I really wanted to run the Dirty Dog race but couldn't fit it in my schedual. I did do the Can't depend on snow, we took 10th out of 20 entries not too shabby considering I was running against huskies. I will be running Can't depend on snow again this year.


----------



## Darkmoon (Mar 12, 2007)

MusherChic said:


> Oh! So you must run the dirty dog dryland and can't depend on snow and east meets west dryland races?? I am only asuming but those are the big races that i know of in Wisconsin and Minnesota. You have probably raced against some of my friends then!!
> I usually run a team of 3 dogs in the 3-dog junior class at sprint races here in MI. I hope to make it to the 4 dog class next year and then 6-dog and 8-dog and so on.


Another Michigander here yay! I don't really do much mushing since I only have one dog (who is off for the winter due to an injury). I've always wanted to go out to a few races and watch, maybe get into the sport since I don't know too much about it. I always miss the run that is in the state park near me (Fort Custer in Augusta MI). This year I found out about it day of while I was already at another dog show. Kind of sucks... Keechak and Nekomi are the only two on the forum I know of that does it actively.


----------



## MusherChic (Nov 6, 2010)

I have friends that run the fort custer race. I don't usually run it because I have some favorite races farther north that I go to.


----------



## Squeeker (Dec 15, 2007)

We don't sled, but Libby and I dabble in scootering/bikejoring, and hope to start some skijoring this winter! I just need skis...


----------



## waterbaby (Jan 20, 2009)

We started skijoring last year. I liked it enough that I'm actually looking at adopting a retired sledder this winter so my partner and I can go together. But I'm still relying really heavily on the woman who got me into it - I don't feel like I have any real idea what's going on. It's totally addicting though.

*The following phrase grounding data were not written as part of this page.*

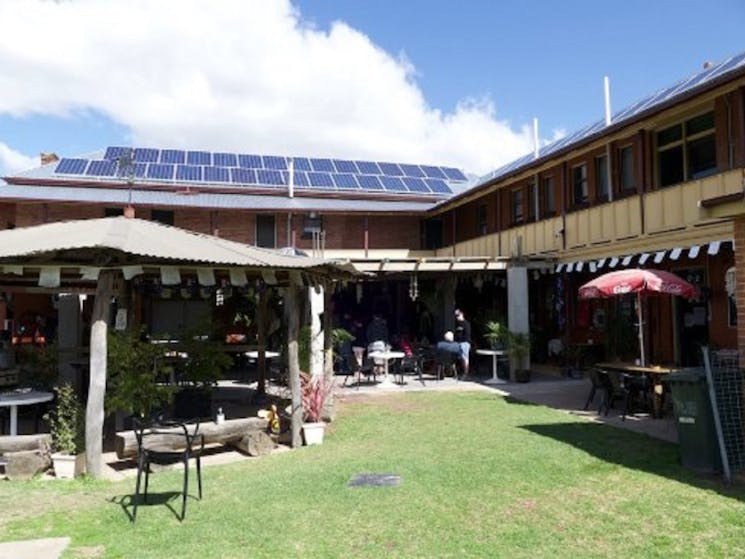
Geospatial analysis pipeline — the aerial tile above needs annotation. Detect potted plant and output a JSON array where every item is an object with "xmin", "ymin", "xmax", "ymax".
[
  {"xmin": 44, "ymin": 384, "xmax": 85, "ymax": 479},
  {"xmin": 300, "ymin": 371, "xmax": 333, "ymax": 445},
  {"xmin": 507, "ymin": 331, "xmax": 531, "ymax": 383},
  {"xmin": 483, "ymin": 321, "xmax": 507, "ymax": 350}
]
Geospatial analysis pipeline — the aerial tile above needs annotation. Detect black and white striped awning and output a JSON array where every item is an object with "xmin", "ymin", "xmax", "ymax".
[{"xmin": 555, "ymin": 239, "xmax": 732, "ymax": 273}]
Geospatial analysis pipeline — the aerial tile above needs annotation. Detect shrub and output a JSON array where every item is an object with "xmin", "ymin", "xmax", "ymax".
[
  {"xmin": 300, "ymin": 371, "xmax": 334, "ymax": 423},
  {"xmin": 44, "ymin": 384, "xmax": 85, "ymax": 455}
]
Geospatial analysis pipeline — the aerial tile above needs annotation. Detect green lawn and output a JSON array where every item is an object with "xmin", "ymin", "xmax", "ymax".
[{"xmin": 3, "ymin": 390, "xmax": 745, "ymax": 558}]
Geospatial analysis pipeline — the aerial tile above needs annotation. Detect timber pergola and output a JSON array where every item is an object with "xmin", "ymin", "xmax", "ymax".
[{"xmin": 0, "ymin": 216, "xmax": 357, "ymax": 478}]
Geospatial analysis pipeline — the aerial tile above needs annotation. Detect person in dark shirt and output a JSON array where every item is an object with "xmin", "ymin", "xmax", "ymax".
[{"xmin": 454, "ymin": 309, "xmax": 472, "ymax": 378}]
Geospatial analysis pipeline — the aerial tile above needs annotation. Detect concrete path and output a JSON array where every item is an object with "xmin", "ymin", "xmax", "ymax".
[{"xmin": 0, "ymin": 537, "xmax": 70, "ymax": 559}]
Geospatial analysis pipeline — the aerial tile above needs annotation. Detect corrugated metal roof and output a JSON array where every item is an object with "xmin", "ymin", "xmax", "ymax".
[
  {"xmin": 0, "ymin": 183, "xmax": 436, "ymax": 212},
  {"xmin": 441, "ymin": 50, "xmax": 745, "ymax": 207},
  {"xmin": 0, "ymin": 216, "xmax": 349, "ymax": 270}
]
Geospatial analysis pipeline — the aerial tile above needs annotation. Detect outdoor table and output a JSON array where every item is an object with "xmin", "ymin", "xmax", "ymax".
[
  {"xmin": 476, "ymin": 349, "xmax": 507, "ymax": 384},
  {"xmin": 595, "ymin": 362, "xmax": 679, "ymax": 418},
  {"xmin": 368, "ymin": 350, "xmax": 405, "ymax": 386},
  {"xmin": 0, "ymin": 389, "xmax": 54, "ymax": 436}
]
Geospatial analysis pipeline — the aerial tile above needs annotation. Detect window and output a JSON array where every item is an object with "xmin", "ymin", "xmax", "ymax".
[
  {"xmin": 657, "ymin": 110, "xmax": 716, "ymax": 187},
  {"xmin": 571, "ymin": 164, "xmax": 588, "ymax": 206},
  {"xmin": 527, "ymin": 181, "xmax": 536, "ymax": 221},
  {"xmin": 104, "ymin": 207, "xmax": 124, "ymax": 217},
  {"xmin": 541, "ymin": 176, "xmax": 555, "ymax": 217},
  {"xmin": 477, "ymin": 204, "xmax": 488, "ymax": 236},
  {"xmin": 511, "ymin": 189, "xmax": 523, "ymax": 224},
  {"xmin": 256, "ymin": 214, "xmax": 276, "ymax": 248},
  {"xmin": 421, "ymin": 218, "xmax": 443, "ymax": 249},
  {"xmin": 619, "ymin": 146, "xmax": 635, "ymax": 193},
  {"xmin": 151, "ymin": 209, "xmax": 174, "ymax": 226},
  {"xmin": 595, "ymin": 155, "xmax": 610, "ymax": 201}
]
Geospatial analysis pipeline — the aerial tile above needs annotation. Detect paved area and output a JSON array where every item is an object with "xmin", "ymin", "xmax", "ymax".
[{"xmin": 0, "ymin": 537, "xmax": 70, "ymax": 559}]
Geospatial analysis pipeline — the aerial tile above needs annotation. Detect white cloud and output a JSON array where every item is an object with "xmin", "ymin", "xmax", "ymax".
[
  {"xmin": 0, "ymin": 142, "xmax": 37, "ymax": 175},
  {"xmin": 0, "ymin": 0, "xmax": 540, "ymax": 175}
]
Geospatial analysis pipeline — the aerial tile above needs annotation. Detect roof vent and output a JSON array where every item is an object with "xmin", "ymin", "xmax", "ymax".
[{"xmin": 703, "ymin": 61, "xmax": 714, "ymax": 69}]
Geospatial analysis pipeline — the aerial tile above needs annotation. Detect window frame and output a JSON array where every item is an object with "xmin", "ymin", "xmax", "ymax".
[
  {"xmin": 618, "ymin": 145, "xmax": 636, "ymax": 194},
  {"xmin": 476, "ymin": 204, "xmax": 488, "ymax": 236},
  {"xmin": 511, "ymin": 188, "xmax": 524, "ymax": 225},
  {"xmin": 571, "ymin": 163, "xmax": 588, "ymax": 208},
  {"xmin": 655, "ymin": 109, "xmax": 716, "ymax": 188},
  {"xmin": 540, "ymin": 175, "xmax": 556, "ymax": 218},
  {"xmin": 595, "ymin": 154, "xmax": 610, "ymax": 202}
]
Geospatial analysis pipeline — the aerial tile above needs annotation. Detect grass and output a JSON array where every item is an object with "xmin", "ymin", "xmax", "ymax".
[{"xmin": 3, "ymin": 390, "xmax": 745, "ymax": 558}]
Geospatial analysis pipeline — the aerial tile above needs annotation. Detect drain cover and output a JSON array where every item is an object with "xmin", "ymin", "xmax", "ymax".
[{"xmin": 348, "ymin": 473, "xmax": 402, "ymax": 487}]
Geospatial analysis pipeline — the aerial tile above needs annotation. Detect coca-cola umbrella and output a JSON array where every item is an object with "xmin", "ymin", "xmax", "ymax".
[{"xmin": 578, "ymin": 268, "xmax": 699, "ymax": 366}]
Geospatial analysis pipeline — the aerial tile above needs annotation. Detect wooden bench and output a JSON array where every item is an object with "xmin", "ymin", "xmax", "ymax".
[{"xmin": 114, "ymin": 417, "xmax": 269, "ymax": 459}]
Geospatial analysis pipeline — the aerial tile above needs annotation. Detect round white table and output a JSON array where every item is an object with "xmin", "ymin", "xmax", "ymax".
[
  {"xmin": 0, "ymin": 390, "xmax": 54, "ymax": 436},
  {"xmin": 244, "ymin": 350, "xmax": 280, "ymax": 360},
  {"xmin": 476, "ymin": 349, "xmax": 507, "ymax": 384},
  {"xmin": 368, "ymin": 350, "xmax": 405, "ymax": 386}
]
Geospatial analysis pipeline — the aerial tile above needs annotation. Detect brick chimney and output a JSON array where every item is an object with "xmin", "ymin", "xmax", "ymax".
[{"xmin": 40, "ymin": 152, "xmax": 59, "ymax": 166}]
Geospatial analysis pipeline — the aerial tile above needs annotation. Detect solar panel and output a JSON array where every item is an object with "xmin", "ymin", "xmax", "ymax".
[
  {"xmin": 439, "ymin": 168, "xmax": 465, "ymax": 181},
  {"xmin": 402, "ymin": 177, "xmax": 429, "ymax": 193},
  {"xmin": 332, "ymin": 159, "xmax": 358, "ymax": 173},
  {"xmin": 86, "ymin": 160, "xmax": 117, "ymax": 177},
  {"xmin": 146, "ymin": 163, "xmax": 174, "ymax": 180},
  {"xmin": 425, "ymin": 178, "xmax": 452, "ymax": 194},
  {"xmin": 399, "ymin": 164, "xmax": 425, "ymax": 178},
  {"xmin": 204, "ymin": 166, "xmax": 230, "ymax": 183},
  {"xmin": 161, "ymin": 149, "xmax": 186, "ymax": 164},
  {"xmin": 213, "ymin": 152, "xmax": 237, "ymax": 167},
  {"xmin": 357, "ymin": 175, "xmax": 384, "ymax": 190},
  {"xmin": 379, "ymin": 162, "xmax": 403, "ymax": 176},
  {"xmin": 133, "ymin": 148, "xmax": 158, "ymax": 163},
  {"xmin": 230, "ymin": 168, "xmax": 257, "ymax": 184},
  {"xmin": 380, "ymin": 176, "xmax": 407, "ymax": 192},
  {"xmin": 238, "ymin": 154, "xmax": 262, "ymax": 168},
  {"xmin": 420, "ymin": 165, "xmax": 447, "ymax": 179},
  {"xmin": 131, "ymin": 163, "xmax": 148, "ymax": 178},
  {"xmin": 310, "ymin": 158, "xmax": 334, "ymax": 173},
  {"xmin": 262, "ymin": 155, "xmax": 287, "ymax": 170},
  {"xmin": 332, "ymin": 173, "xmax": 359, "ymax": 189},
  {"xmin": 308, "ymin": 172, "xmax": 334, "ymax": 188},
  {"xmin": 187, "ymin": 151, "xmax": 211, "ymax": 166},
  {"xmin": 176, "ymin": 165, "xmax": 202, "ymax": 182},
  {"xmin": 104, "ymin": 146, "xmax": 127, "ymax": 160},
  {"xmin": 291, "ymin": 170, "xmax": 310, "ymax": 187},
  {"xmin": 355, "ymin": 161, "xmax": 381, "ymax": 174},
  {"xmin": 292, "ymin": 157, "xmax": 311, "ymax": 172},
  {"xmin": 257, "ymin": 169, "xmax": 286, "ymax": 186},
  {"xmin": 55, "ymin": 158, "xmax": 89, "ymax": 175}
]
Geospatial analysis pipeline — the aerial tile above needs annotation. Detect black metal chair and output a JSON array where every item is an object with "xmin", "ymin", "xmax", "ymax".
[
  {"xmin": 398, "ymin": 353, "xmax": 425, "ymax": 386},
  {"xmin": 584, "ymin": 368, "xmax": 610, "ymax": 412},
  {"xmin": 132, "ymin": 415, "xmax": 204, "ymax": 522},
  {"xmin": 605, "ymin": 371, "xmax": 649, "ymax": 421},
  {"xmin": 435, "ymin": 349, "xmax": 458, "ymax": 381}
]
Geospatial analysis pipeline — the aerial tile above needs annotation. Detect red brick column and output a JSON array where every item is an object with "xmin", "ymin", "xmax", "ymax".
[{"xmin": 735, "ymin": 218, "xmax": 745, "ymax": 356}]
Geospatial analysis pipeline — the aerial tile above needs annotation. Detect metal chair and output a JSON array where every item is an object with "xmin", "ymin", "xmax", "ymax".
[
  {"xmin": 398, "ymin": 353, "xmax": 425, "ymax": 386},
  {"xmin": 435, "ymin": 349, "xmax": 458, "ymax": 381},
  {"xmin": 132, "ymin": 415, "xmax": 204, "ymax": 522},
  {"xmin": 605, "ymin": 371, "xmax": 649, "ymax": 421},
  {"xmin": 584, "ymin": 368, "xmax": 610, "ymax": 412}
]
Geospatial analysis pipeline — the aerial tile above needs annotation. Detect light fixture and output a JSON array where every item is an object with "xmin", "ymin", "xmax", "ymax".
[{"xmin": 408, "ymin": 274, "xmax": 419, "ymax": 301}]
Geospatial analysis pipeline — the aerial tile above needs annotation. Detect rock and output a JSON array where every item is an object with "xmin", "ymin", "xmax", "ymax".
[
  {"xmin": 231, "ymin": 431, "xmax": 276, "ymax": 456},
  {"xmin": 4, "ymin": 449, "xmax": 52, "ymax": 480}
]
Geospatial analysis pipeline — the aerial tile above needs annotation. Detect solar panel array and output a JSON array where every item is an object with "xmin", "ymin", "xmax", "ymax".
[
  {"xmin": 474, "ymin": 51, "xmax": 745, "ymax": 189},
  {"xmin": 52, "ymin": 147, "xmax": 467, "ymax": 196}
]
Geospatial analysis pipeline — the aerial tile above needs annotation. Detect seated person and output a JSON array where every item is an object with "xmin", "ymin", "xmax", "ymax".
[{"xmin": 436, "ymin": 331, "xmax": 461, "ymax": 357}]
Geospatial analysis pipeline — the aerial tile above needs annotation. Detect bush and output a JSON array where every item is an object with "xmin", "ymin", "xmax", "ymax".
[{"xmin": 44, "ymin": 384, "xmax": 85, "ymax": 455}]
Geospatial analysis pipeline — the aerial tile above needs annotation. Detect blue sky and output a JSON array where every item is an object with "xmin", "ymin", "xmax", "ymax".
[{"xmin": 0, "ymin": 0, "xmax": 743, "ymax": 176}]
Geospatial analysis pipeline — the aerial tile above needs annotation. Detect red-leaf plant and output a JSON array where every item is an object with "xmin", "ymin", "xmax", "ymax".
[{"xmin": 300, "ymin": 371, "xmax": 334, "ymax": 423}]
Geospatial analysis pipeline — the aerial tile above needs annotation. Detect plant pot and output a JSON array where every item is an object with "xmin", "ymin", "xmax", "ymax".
[
  {"xmin": 515, "ymin": 369, "xmax": 531, "ymax": 383},
  {"xmin": 52, "ymin": 452, "xmax": 85, "ymax": 479},
  {"xmin": 173, "ymin": 387, "xmax": 213, "ymax": 420},
  {"xmin": 302, "ymin": 422, "xmax": 326, "ymax": 445}
]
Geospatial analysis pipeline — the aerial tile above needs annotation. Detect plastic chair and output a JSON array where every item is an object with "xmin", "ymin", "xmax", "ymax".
[{"xmin": 132, "ymin": 415, "xmax": 204, "ymax": 522}]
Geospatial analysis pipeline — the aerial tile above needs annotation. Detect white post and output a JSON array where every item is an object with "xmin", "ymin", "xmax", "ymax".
[
  {"xmin": 637, "ymin": 291, "xmax": 646, "ymax": 366},
  {"xmin": 533, "ymin": 117, "xmax": 540, "ymax": 160},
  {"xmin": 309, "ymin": 284, "xmax": 324, "ymax": 379},
  {"xmin": 507, "ymin": 265, "xmax": 530, "ymax": 377},
  {"xmin": 604, "ymin": 76, "xmax": 612, "ymax": 126},
  {"xmin": 288, "ymin": 157, "xmax": 294, "ymax": 198}
]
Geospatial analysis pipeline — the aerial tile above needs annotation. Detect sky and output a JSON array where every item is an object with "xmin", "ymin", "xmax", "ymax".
[{"xmin": 0, "ymin": 0, "xmax": 743, "ymax": 178}]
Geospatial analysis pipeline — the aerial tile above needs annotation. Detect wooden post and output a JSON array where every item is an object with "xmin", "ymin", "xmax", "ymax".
[
  {"xmin": 256, "ymin": 287, "xmax": 268, "ymax": 396},
  {"xmin": 284, "ymin": 285, "xmax": 303, "ymax": 448},
  {"xmin": 85, "ymin": 269, "xmax": 116, "ymax": 478},
  {"xmin": 323, "ymin": 281, "xmax": 334, "ymax": 383}
]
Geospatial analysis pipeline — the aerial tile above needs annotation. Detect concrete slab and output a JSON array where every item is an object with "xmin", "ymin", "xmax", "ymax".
[{"xmin": 0, "ymin": 537, "xmax": 70, "ymax": 559}]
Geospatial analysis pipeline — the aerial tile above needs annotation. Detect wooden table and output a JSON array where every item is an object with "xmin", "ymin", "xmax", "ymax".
[{"xmin": 595, "ymin": 362, "xmax": 679, "ymax": 417}]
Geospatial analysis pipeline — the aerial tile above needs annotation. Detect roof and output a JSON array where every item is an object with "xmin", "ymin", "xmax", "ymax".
[
  {"xmin": 0, "ymin": 216, "xmax": 351, "ymax": 271},
  {"xmin": 0, "ymin": 182, "xmax": 436, "ymax": 213},
  {"xmin": 7, "ymin": 148, "xmax": 469, "ymax": 202},
  {"xmin": 435, "ymin": 50, "xmax": 745, "ymax": 211}
]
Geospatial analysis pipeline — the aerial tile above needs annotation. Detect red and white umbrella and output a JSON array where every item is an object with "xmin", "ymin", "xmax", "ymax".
[{"xmin": 578, "ymin": 268, "xmax": 699, "ymax": 366}]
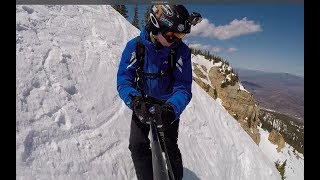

We have a 350 mi sled dog race here every year - Race to the Sky. It's really fun to go see and the mushers say it's a fun race.


----------



## MusherChic (Nov 6, 2010)

waterbaby said:


> We started skijoring last year. I liked it enough that I'm actually looking at adopting a retired sledder this winter so my partner and I can go together. But I'm still relying really heavily on the woman who got me into it - I don't feel like I have any real idea what's going on. It's totally addicting though.
> 
> We have a 350 mi sled dog race here every year - Race to the Sky. It's really fun to go see and the mushers say it's a fun race.


Hey! I have a friend who races that race!! I have tried ski-joring but me and skies are not a good match. It was pretty much a suicide mission. My dogs are too crazy!!


----------